= Maria Tereza Jorge Pádua =

Brazilian ecologist

Maria Tereza Jorge Pádua (born 8 May 1943) is a Brazilian ecologist and environmentalist. She is known as the "mother of Brazil's national parks" for her efforts to establish reserves and parks in Brazil. She is president of FUNATURA, a global nature conservancy organization.

==Biography==
Maria Tereza Jorge Pádua was born in São José do Rio Pardo on 8 May 1943. She studied agronomical engineering and in 1972 earned her master's degree in ecology from the University of Rio de Janeiro. She married and had three children.

In 1968 Jorge Pádua secured a position in Brazil's newly established national park system. She advanced to become one of the directors of the system in 1970. During the 1970s and 1980s she managed the parks department of the environmental protection agency. Under her leadership in the 1970s, nearly 20 million acres of Amazon basin reserves and parks were created.

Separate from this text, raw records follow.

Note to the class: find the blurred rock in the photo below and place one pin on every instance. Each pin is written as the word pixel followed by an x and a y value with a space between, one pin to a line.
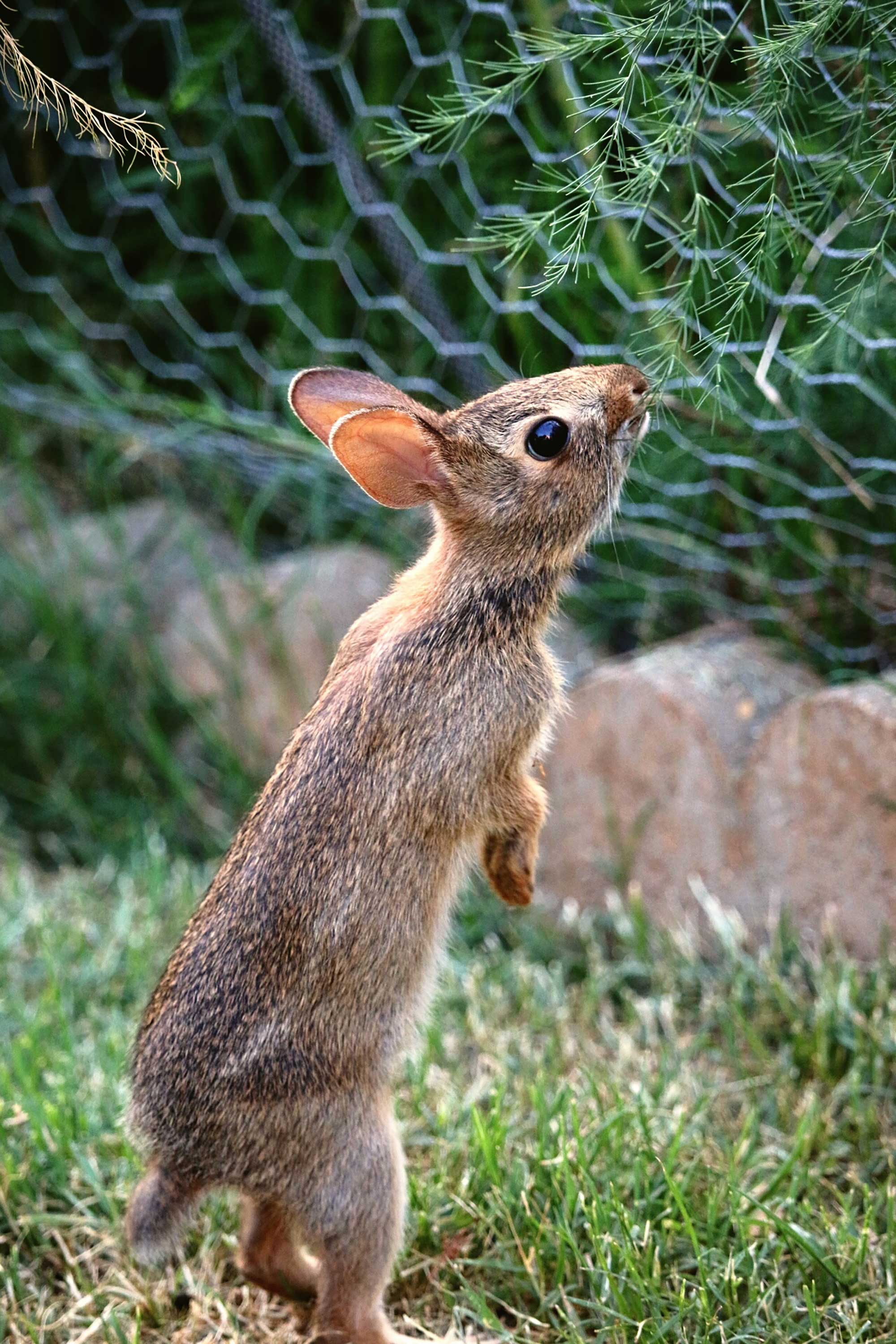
pixel 645 768
pixel 131 560
pixel 818 806
pixel 257 646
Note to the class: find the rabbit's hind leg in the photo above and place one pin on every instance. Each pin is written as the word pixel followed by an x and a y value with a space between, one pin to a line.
pixel 268 1252
pixel 354 1221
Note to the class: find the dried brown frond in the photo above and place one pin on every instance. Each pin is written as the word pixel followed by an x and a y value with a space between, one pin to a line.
pixel 124 136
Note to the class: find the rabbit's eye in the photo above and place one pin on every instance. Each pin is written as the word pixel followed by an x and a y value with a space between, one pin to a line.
pixel 547 440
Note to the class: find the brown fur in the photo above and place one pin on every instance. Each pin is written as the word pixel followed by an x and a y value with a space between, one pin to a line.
pixel 267 1054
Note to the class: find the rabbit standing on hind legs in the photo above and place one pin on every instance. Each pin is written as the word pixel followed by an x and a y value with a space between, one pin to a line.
pixel 265 1058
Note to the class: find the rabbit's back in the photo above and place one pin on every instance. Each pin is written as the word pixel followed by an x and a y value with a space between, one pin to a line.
pixel 316 945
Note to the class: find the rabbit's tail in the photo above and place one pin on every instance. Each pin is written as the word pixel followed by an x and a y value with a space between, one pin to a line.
pixel 158 1214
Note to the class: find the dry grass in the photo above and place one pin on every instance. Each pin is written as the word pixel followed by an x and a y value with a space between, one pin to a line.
pixel 609 1137
pixel 128 138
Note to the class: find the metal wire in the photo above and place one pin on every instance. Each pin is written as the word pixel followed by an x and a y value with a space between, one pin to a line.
pixel 174 320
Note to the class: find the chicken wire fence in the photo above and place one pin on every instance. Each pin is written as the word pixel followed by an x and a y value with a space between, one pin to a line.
pixel 172 319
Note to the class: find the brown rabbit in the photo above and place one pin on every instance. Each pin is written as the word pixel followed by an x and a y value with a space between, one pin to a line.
pixel 265 1058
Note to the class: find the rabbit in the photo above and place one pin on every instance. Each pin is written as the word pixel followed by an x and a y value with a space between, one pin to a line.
pixel 265 1058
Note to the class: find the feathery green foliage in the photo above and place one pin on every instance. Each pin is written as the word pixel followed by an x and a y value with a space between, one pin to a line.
pixel 741 143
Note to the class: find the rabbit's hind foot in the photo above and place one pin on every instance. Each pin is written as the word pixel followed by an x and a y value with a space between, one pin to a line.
pixel 268 1252
pixel 158 1213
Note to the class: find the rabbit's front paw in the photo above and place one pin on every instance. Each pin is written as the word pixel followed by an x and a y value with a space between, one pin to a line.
pixel 509 867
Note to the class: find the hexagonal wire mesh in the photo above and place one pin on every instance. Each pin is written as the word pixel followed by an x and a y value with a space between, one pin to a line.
pixel 177 318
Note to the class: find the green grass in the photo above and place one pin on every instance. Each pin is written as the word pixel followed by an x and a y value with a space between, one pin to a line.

Miguel Serediuk Milano of the O Boticário de Proteção A Natureza Foundation said in 1999 that Jorge Pádua was responsible for "practically half of all protected areas in Brazil." She is known as the "mother of Brazil's national parks".

The organization oversees wildlife sanctuaries and a national park in the Cerrado. She started working full-time for the organization in 1993.

Following her appointment as president of the environmental protection agency, Jorge Pádua announced plans to increase the portion of Brazil's Amazon in the national park system from 6% to 30%.

==Awards and honours==
- In 1981, Jorge Pádua received the J. Paul Getty Wildlife Conservation Prize with Paulo Nogueira Neto for his role in establishing national parks, advancing environmental legislation in Brazil, and supporting an ecological research station network. She established the organization Fundação Pró-Natureza (FUNATURA) in 1986.
- The frog species Brachycephalus mariaeterezae is named for her.